Cette étude épidémiologique, effectuée auprès de 462 patients atteints du cancer du pancréas et de plus de 4700 cas témoins, est la plus vaste du genre jamais effectuée sur ce cancer puisqu’il est très difficile de trouver des survivants. Il a fallu mettre à contribution quatre centres de recherche et recueillir des données dans huit provinces canadiennes.

Licopène et bêtacarotène

Le licopène est un pigment rouge de la famille des caroténoïdes (dont on connait au moins 200 variétés) présent dans les légumes et fruits rouges ou orangés, comme les carottes, le pamplemousse rose et le melon d’eau. La tomate en est riche, ce qui fait qu’on le retrouve dans tous ses composés, sauce, pâte
et jus.

André Nkondjock

Mais pour maximiser l’absorption du licopène, il faut faire cuire le légume. «Le licopène est emprisonné dans une matrice moléculaire dont il est libéré par la cuisson, ce qui facilite son absorption», explique André Nkondjock.

Nous absorberions seulement 25 % du licopène d’un fruit ou d’un légume cru, mais de 80 à 90 % lorsque le végétal est cuit. Le professeur Ghadirian suggère d’associer tomates cuites et huile d’olive. L’effet antioxydant de ce caroténoïde a également été mis en évidence dans la prévention du cancer de la prostate.

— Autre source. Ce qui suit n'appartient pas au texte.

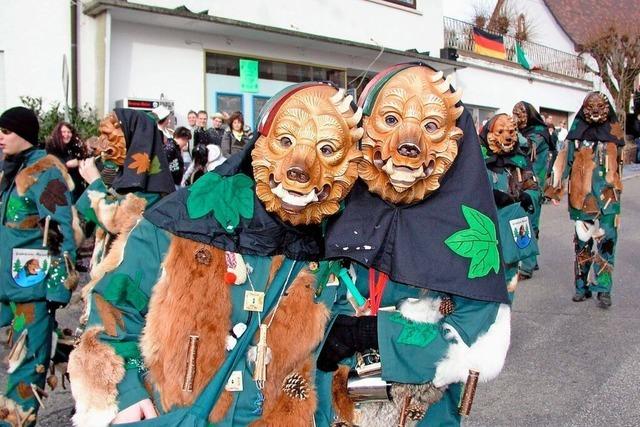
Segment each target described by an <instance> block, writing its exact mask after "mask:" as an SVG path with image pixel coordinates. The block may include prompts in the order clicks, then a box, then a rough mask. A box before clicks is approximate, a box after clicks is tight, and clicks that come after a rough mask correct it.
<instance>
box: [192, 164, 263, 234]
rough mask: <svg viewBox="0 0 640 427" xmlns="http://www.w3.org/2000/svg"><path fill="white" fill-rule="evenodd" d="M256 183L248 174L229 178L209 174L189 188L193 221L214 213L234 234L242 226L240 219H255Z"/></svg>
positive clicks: (208, 173)
mask: <svg viewBox="0 0 640 427" xmlns="http://www.w3.org/2000/svg"><path fill="white" fill-rule="evenodd" d="M252 187H253V181H252V180H251V178H249V177H248V176H246V175H243V174H237V175H233V176H230V177H221V176H220V175H218V174H216V173H213V172H209V173H207V174H205V175H204V176H203V177H202V178H200V179H198V181H196V182H195V183H194V184H193V185H192V186H191V187H189V197H188V198H187V212H188V213H189V217H190V218H193V219H197V218H202V217H203V216H205V215H207V214H209V213H210V212H213V216H214V217H215V219H216V220H217V221H218V223H220V225H221V226H222V227H223V228H224V229H225V231H226V232H228V233H232V232H233V231H234V230H235V228H236V227H237V226H238V224H239V223H240V217H243V218H246V219H251V218H252V217H253V196H254V193H253V188H252Z"/></svg>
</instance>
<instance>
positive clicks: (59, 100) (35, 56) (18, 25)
mask: <svg viewBox="0 0 640 427" xmlns="http://www.w3.org/2000/svg"><path fill="white" fill-rule="evenodd" d="M69 21H70V10H69V0H47V1H40V0H19V1H9V0H5V1H3V2H2V5H1V6H0V50H2V51H4V73H5V74H4V76H5V77H4V78H5V82H6V83H5V88H6V89H5V90H6V92H5V106H6V107H12V106H16V105H21V104H20V99H19V97H20V96H23V95H28V96H33V97H43V98H44V100H45V102H53V101H58V102H63V101H64V97H63V89H62V78H61V76H62V56H63V54H66V55H67V61H68V62H69V66H70V65H71V64H70V37H71V34H70V25H69Z"/></svg>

La même étude a montré un autre effet préventif lié à un second caroténoïde, le bêtacarotène, contenu surtout dans les pommes de terre, les carottes et les épinards. Dans ce cas, la diminution du risque est de l’ordre de 43 % tant chez les hommes que chez les femmes, mais seulement chez les non-fumeurs. Il s’agit encore une fois de la première étude révélant cet effet préventif sur le cancer du pancréas.

Dans l’ensemble de l’échantillon, l’incidence du bêtacarotène n’est pas significative, ce qui veut dire que la présence de fumeurs et d’ex-fumeurs annule la corrélation. Autrement dit, le tabagisme neutralise l’effet préventif.

Il est toujours préférable de consommer vitamines et antioxydants à partir de légumes et de fruits entiers que de recourir aux suppléments vitaminiques et ceci vaut encore plus particulièrement pour le bêtacarotène. Plusieurs études on en effet démontré que cet antioxydant pris sous forme de suppléments était à proscrire dans certains cas, notamment chez les fumeurs.

Pour André Nkondjock, tout est affaire d’équilibre. Malgré les nombreux travaux que MM. Nkondjock et Ghadirian ont menés sur l’effet préventif de la consommation de légumes sur les cancers, aucun des deux n’est devenu végétarien pour autant. «Il faut consommer modérément plutôt que proscrire, déclare M. Nkondjock. Les protéines et minéraux de la viande sont nécessaires et, si l’on a une alimentation équilibrée et complète, l’organisme devrait avoir tout ce dont il a besoin.»